1. Bring a pan of slightly salted water (see note 2) to the boil and add the rigatoni. Cook a couple of minutes less than the pack instructions – you will continue to cook on the hob for another few minutes so don’t overdo it.
2. Heat the oil in a non-stick frying pan or a skillet over a medium high heat. Once hot add the panchetta and cook for 3-5 minutes until crispy. Remove the panchetta from the pan if it crisps enough and the pasta is still cooking. But don’t drain the oils and fat from the frying pan – this is a key element for the sauce in the dish.

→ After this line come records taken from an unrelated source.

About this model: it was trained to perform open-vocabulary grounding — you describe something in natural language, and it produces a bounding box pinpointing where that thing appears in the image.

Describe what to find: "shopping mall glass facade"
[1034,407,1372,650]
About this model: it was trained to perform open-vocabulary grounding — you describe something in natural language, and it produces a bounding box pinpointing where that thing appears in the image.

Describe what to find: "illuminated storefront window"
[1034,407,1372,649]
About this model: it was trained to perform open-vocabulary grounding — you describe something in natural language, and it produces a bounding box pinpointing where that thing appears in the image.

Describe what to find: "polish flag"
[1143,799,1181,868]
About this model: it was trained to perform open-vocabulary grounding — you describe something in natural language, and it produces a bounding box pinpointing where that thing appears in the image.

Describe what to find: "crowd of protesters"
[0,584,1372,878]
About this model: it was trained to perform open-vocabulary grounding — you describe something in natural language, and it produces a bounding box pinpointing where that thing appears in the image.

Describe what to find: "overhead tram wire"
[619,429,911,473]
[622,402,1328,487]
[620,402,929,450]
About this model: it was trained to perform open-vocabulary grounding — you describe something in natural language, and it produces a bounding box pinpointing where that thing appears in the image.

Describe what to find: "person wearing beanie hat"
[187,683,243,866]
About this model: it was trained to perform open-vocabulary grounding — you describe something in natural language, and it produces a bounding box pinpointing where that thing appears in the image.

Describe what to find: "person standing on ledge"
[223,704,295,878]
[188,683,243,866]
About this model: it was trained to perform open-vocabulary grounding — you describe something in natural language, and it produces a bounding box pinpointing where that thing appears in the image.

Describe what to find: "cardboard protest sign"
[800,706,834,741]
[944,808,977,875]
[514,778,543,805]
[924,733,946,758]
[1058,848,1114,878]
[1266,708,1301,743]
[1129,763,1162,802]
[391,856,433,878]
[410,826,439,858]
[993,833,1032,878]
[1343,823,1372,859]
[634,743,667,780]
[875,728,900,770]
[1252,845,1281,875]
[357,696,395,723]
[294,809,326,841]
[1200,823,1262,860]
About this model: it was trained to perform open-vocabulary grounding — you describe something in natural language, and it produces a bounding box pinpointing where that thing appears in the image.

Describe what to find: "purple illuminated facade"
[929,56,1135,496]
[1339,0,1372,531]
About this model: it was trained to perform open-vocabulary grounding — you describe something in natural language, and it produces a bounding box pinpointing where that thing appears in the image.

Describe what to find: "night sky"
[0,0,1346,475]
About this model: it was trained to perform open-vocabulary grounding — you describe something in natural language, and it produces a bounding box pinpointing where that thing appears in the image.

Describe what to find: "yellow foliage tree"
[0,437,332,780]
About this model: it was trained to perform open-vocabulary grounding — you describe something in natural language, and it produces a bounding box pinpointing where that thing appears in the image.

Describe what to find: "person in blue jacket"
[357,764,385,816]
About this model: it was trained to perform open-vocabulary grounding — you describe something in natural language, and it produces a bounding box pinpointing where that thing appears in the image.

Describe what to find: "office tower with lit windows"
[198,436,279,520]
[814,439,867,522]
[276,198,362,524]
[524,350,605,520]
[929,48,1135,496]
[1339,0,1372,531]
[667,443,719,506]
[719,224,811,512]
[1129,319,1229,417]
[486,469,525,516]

3. Once the rigatoni is cooked, use a mug to take some of the starchy pasta water and then drain the rigatoni. Add the pasta (and the panchetta, if removed) to the frying pan over a medium high heat with a small splash of the pasta water. Add a generous amount of ground pepper. Turn the heat to high. Stir and cook everything together for 1 minute until the water has mainly evaporated.
4. Add most of the pecorino cheese. Stir everything together and cook for a further minute, stirring regularly to make sure everything is coated in the juices and the cheese.
5. Plate the pasta and serve – beautiful!
- Pecorino is a softer, yet tangier cheese. It’s the best option for taste in this simple recipe, but you can use parmesan if that’s all you have. Whatever cheese you use, buy it in a block and grate it yourself. Pre-grated cheese often has additives which will prevent it from melting in the same manner.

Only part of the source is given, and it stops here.